From The Durango Herald (Dale Rodebaugh):
The monitor – atop an 8-foot-high platform – consists of a glass jar enclosed in a metal box, the roof of which retracts when a sensor detects precipitation. The sensor notes when it stops raining or snowing and the roof slides back to protect the jar from contaminants. Hydrochloric acid in the jar binds with the mercury to prevent it from evaporating. The jars are collected weekly and sent to Frontier GeoSciences in Seattle for analysis.
“After the mercury study by the Mountain Studies Institute in 2007 and 2008, we felt we should take a closer look,” [Bureau of Land Management hydrologist Kelly Palmer] said. “After all, we’re charged with protecting the pristine quality of Class 1 airsheds such as Mesa Verde and the Weminuche Wilderness.” Scientists suspect the main source of mercury is power plants in the Four Corners.

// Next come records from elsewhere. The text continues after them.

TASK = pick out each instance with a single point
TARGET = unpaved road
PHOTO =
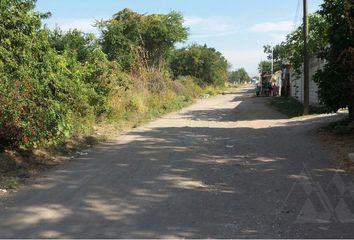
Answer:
(226, 167)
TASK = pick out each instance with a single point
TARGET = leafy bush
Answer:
(201, 62)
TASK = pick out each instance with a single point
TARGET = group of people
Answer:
(269, 89)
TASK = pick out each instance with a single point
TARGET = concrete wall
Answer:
(297, 83)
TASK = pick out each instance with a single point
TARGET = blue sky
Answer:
(237, 28)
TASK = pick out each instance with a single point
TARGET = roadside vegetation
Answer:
(59, 88)
(331, 38)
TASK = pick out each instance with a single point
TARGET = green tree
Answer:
(265, 66)
(240, 76)
(155, 34)
(202, 62)
(336, 83)
(291, 50)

Over time, data on weekly and total mercury accumulation will give scientists a good picture of the situation in the San Juan Mountains and allow them to compare results with 120 similar sites in the country, including two in Alaska, Palmer said…
Later this summer, the Environmental Protection Agency will install an apparatus next to the mercury monitor to measure gaseous mercury, an airborne form of mercury that reacts rapidly with precipitation or particulate matter and can be deposited in wet or dry form. Roger Claybrooke, a meteorologist with the NADP, and a half-dozen BLM and Forest Service seasonal employees did the hands-on work June 30. In addition to installing the mercury monitor, they replaced an old rain gauge on a separate platform a few yards away. A third platform holds a monitor that measures sulfur, nitrogen and organic content in precipitation. The Claybrooke team also wired the instruments on the three stations to talk to one another. The rain gauge data should correlate with that of the mercury monitor on the amount of precipitation and when it fell.